Director and screenwriter Takashi Yamazaki really has something to be proud of, given the complimentary reviews from Hollywood colleagues and real masters such as Nolan or Spielberg. The first “Minus One” is similar to “Oppenheimer” by the theme of nuclear tests and strikes by the United States (here the film features Operation Crossroads, which influenced the plot and followed “Trinity” and the bombings of Hiroshima and Nagasaki). And Yamazaki himself was inspired by the second cult blockbusters, such as Jaws or Jurassic Park.

And you know, while watching, there comes a clear realization that all these numerous delights are quite fair. Now creations coming out from under the wings of Legendary Pictures and Warner Bros. and known as the MonsterVerse, will definitively pass for the Godzilla of a smoker, while “Minus One” is the Godzilla of a healthy person.

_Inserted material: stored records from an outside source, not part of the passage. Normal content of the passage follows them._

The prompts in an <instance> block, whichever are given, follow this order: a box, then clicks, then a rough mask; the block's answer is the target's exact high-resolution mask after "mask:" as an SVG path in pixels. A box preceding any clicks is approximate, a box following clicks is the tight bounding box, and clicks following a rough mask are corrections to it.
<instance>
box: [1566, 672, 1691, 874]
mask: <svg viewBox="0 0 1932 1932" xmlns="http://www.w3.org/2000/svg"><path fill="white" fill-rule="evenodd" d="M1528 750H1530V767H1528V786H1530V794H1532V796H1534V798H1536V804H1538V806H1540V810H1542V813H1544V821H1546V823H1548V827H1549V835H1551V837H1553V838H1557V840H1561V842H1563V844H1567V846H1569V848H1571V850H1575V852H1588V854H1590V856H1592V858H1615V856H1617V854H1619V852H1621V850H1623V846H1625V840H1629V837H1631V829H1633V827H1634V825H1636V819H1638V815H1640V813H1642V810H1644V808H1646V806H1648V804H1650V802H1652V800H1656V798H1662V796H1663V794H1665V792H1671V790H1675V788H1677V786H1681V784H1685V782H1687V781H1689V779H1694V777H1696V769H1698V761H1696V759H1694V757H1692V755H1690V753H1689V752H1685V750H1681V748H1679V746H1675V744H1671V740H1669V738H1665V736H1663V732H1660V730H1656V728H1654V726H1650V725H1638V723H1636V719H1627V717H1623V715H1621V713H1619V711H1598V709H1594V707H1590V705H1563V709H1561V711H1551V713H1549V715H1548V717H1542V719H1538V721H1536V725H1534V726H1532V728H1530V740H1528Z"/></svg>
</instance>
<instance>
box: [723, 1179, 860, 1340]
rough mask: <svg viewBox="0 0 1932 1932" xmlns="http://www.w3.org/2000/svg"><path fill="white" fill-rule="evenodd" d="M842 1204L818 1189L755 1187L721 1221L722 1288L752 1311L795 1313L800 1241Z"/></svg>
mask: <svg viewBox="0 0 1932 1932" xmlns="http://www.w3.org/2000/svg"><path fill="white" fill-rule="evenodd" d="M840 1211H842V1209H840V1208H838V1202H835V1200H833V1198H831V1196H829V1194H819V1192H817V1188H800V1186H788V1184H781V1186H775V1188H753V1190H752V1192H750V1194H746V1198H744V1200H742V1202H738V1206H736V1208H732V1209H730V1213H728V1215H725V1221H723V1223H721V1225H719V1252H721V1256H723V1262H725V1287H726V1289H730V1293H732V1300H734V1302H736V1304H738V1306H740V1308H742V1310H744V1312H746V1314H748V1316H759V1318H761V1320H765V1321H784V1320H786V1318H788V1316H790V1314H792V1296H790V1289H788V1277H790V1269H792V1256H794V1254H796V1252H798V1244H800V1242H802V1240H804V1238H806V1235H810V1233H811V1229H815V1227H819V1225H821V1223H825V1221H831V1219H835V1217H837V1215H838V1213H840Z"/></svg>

One of the greatest screenwriting achievements is the harmonious combination of acutely social and purely entertaining, mundane and fantastic, action and drama. Despite his significant figure, Godzi does not in the least overshadow the intimate human drama, which you sincerely feel. And vice versa, the characters do not interfere with showing themselves as kaiju in all their glory. At the same time, the main character, Shikishima, manages to get good character development, having gone through powerful trials, and his fate is not at all indifferent. If the titan stars of the MonsterVerse act as protagonists and have established themselves as “orderlies of the forest,” then here Godji is a notorious scoundrel. He’s dumb, but he’s truly terrifying and convincing, and he also gains real superhero powers. It’s hard to believe that not a hundred million dollars were thrown into what we see on screen (just remember the disgusting CGI in the scene with the falling babies in The Flash for 200 million), but much, much less. For its budget, the visual side of the picture looks very decent.

The Japanese are again talking about how they are in a lot of pain, but they can be understood because today they are not the only ones in pain. Godzilla is now 70 years old and primarily symbolized the atomic bomb and personified Japan’s most acute fears and traumas after the war (see the first film in 1954). It’s probably not worth reminding once again that now narratives about the use of nuclear weapons are heard from every Russian garbage dump. And the theme of a nation traumatized by war will resonate with us for a very long time.
It’s better to watch the film with the understanding that there are still certain conventions in the plot, and a purely Hollywood-blockbuster twist ala “Avengers: Endgame” is already a bit too much. And the sentimental ending looks more like a manipulation to cause an emotional outburst than a reasonable dramatic move. But these little things are unlikely to spoil the overall impression.

“Godzilla: Minus One” is definitely worth the generous epithets that were addressed to it, and is at least head and shoulders above its Hollywood counterparts. Gareth Edwards was right – this is exactly what a Godzilla movie should be.


Recognition from the masters whose films the director was inspired by will be more eloquent than any reviews. It’s just a pity that this film was out-released in Ukraine.